I found this post where they were getting a similar error and fixed it by saving intermediate data into a list and then making that list of tensors into the complete tensor at the end. However, that solution is not working.

Here’s (what I think is) the offending code:

    with torch.no_grad():
        sort_list = []
        advantages = []
        returns = []
        indices = torch.arange(0, rewards.shape[0]).long().to(device)
        next_value = learner.get_value(torch.FloatTensor(next_obs).unsqueeze(0).to(device))
        for player in ['player_0', 'player_1']:
            mask = np.array(rollouts.agent_id) == player
            masked_inds = list(indices[mask])
            lastgaelam = 0
            for t in reversed(range(mask.sum())):
                if t == mask.sum() - 1:
                    nextnonterminal = 1.0 - next_done
                    nextvalues = next_value
                else:
                    nextnonterminal = 1.0 - dones[mask][t + 1]
                    nextvalues = values[mask][t + 1]
                delta = rewards[mask][t] + gamma * nextvalues * nextnonterminal - values[mask][t]
                lastgaelam = delta + gamma * gae_lambda * nextnonterminal * lastgaelam
                advantages.append(lastgaelam)
                sort_list.append(masked_inds[t])
                returns.append(lastgaelam + values[mask][t])

        advantages = torch.cat(advantages)[torch.LongTensor(sort_list)].to(device)
        returns = torch.cat(returns)[torch.LongTensor(sort_list)].to(device)

Here’s how the code looks when doing single-agent learning and there’s still indexing and setting into the advantage tensor:

        with torch.no_grad():
            next_value = agent.get_value(next_obs).reshape(1, -1)
            advantages = torch.zeros_like(rewards).to(device)
            lastgaelam = 0
            for t in reversed(range(args.num_steps)):
                if t == args.num_steps - 1:
                    nextnonterminal = 1.0 - next_done
                    nextvalues = next_value
                else:
                    nextnonterminal = 1.0 - dones[t + 1]
                    nextvalues = values[t + 1]
                delta = rewards[t] + args.gamma * nextvalues * nextnonterminal - values[t]
                advantages[t] = lastgaelam = delta + args.gamma * args.gae_lambda * nextnonterminal * lastgaelam
            returns = advantages + values

I guess it’s the masking that is the issue, but I don’t see how else to compute what I need without it.

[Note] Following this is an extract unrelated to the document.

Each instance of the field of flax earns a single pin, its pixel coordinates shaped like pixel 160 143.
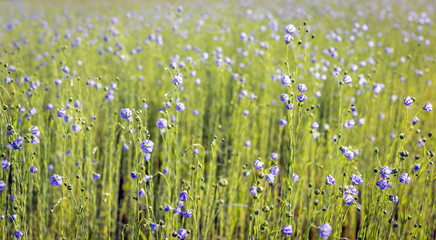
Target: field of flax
pixel 217 120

Here’s an example of multi-agent PPO where all the agents move simultaneously which then means that you can vectorize the advantage calculations along the agent dimension of the data buffers: pettingzoo. farama. org/tutorials/cleanrl/implementing_PPO/

but that doesn’t work for extensive form games where the data is naturally interleaved, hence the masking solutions to independently calculate things.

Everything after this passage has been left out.